One day, somewhere in the north of The Netherlands, two boys
decided that they needed more space for their computer networks. A
small room in their parents' residence became to small within
moments after they started with a new hobby, poking around with
Linux -- so they had to move on.
This time they got their hands on a nice appartment which would
be suitable for an older couple. At least that's what the real
estate agent thought. The Cyberflat crew did not, so the started
wiring the house with meters of cat-5 cables, phonelines and other
data connections. Starting with a few computers, basicly running
Linux, the boys had good fun on their network. But after a while
Juggler and ||meg got bored so they thought they needed something
new in their flat. With a few bucks they earned helping other
people around with networks, they went to the hardware shop to get
the parts they needed. Finally they could practise their
school-knowledge. The boys were happy again.

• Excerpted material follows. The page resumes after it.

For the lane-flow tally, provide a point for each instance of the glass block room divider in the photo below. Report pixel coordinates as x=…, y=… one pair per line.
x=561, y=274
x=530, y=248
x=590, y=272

Building stuff was a good distraction of their daily misery of
life. A local isp decided to support them with some webspace and a
good domain name (www.cyberflat.nl). In July the boys connected a
few webcams to the internet. From then on they shared their fun
with the rest of the world. There's only one problem: miss
Girlfriend doesn't like webcams at all ;-)
The CyberFlat consists of 18 computers which run the
CyberFlat 24 hours per day. They control everything from MP3 to
lights and the measure everything from doorbell to temperatures.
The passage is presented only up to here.